Homomorphic encryption can be used for privacy-preserving outsourced storage and computation. This allows data to be encrypted and out-sourced to commercial cloud environments for processing, all while encrypted.
What is Fully Homomorphic Encryption?
Fully Homomorphic Encryption (FHE) is an emerging data processing paradigm that allows developers to perform transformations on encrypted data. FHE can change the way computations are performed by preserving privacy end-to-end, thereby giving users even greater confidence that their information will remain private and secure.
With FHE, encrypted data can travel across the Internet to a server, where it can be processed without being decrypted. Google’s transpiler will enable developers to write code for any type of basic computation such as simple string processing or math, and run it on encrypted data. The transpiler will transform that code into a version that can run on encrypted data. This then allows developers to create new programming applications that don’t need unencrypted data.
For example, imagine you’re building an application for people with diabetes. This app might collect sensitive information from its users, and you need a way to keep this data private and protected while also sharing it with medical experts to learn valuable insights that could lead to important medical advancements.

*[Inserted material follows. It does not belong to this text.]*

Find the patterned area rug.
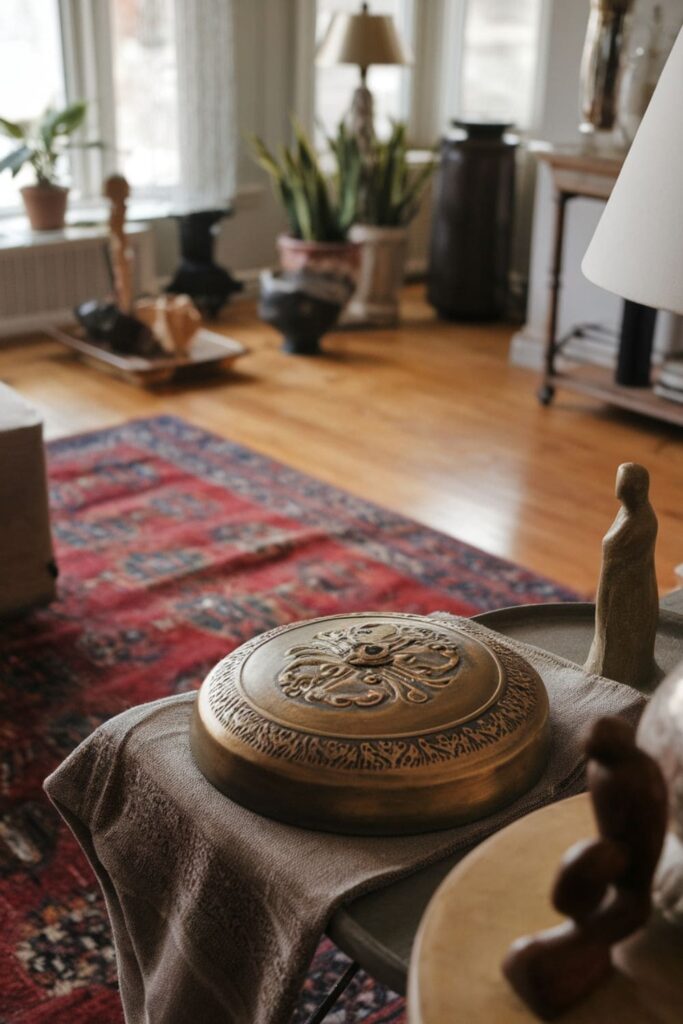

With Google’s transpiler for FHE, you can encrypt the data you collect and share it with medical experts who, in turn, can analyze the data without decrypting it – providing helpful information to the medical community, all while ensuring that no one can access the data’s underlying information.
Making more products private by design
Our principle to make our products private by design drives us to build ground-breaking computing technologies that enable personalized experiences while protecting your private information. Privacy-preserving technologies are on the cutting-edge of Google’s innovations, and they have already shown great potential to help shape a more private internet.
To process your data, homomorphic encryption does not require that you decrypt your data first. Through homomorphic encryption, ciphertexts can be processed in such a way that the encrypted output matches the results that would have been produced by initially decrypting the input data, processing them, and finally encrypting them. Google says FHE can be used to train machine learning models using sensitive data.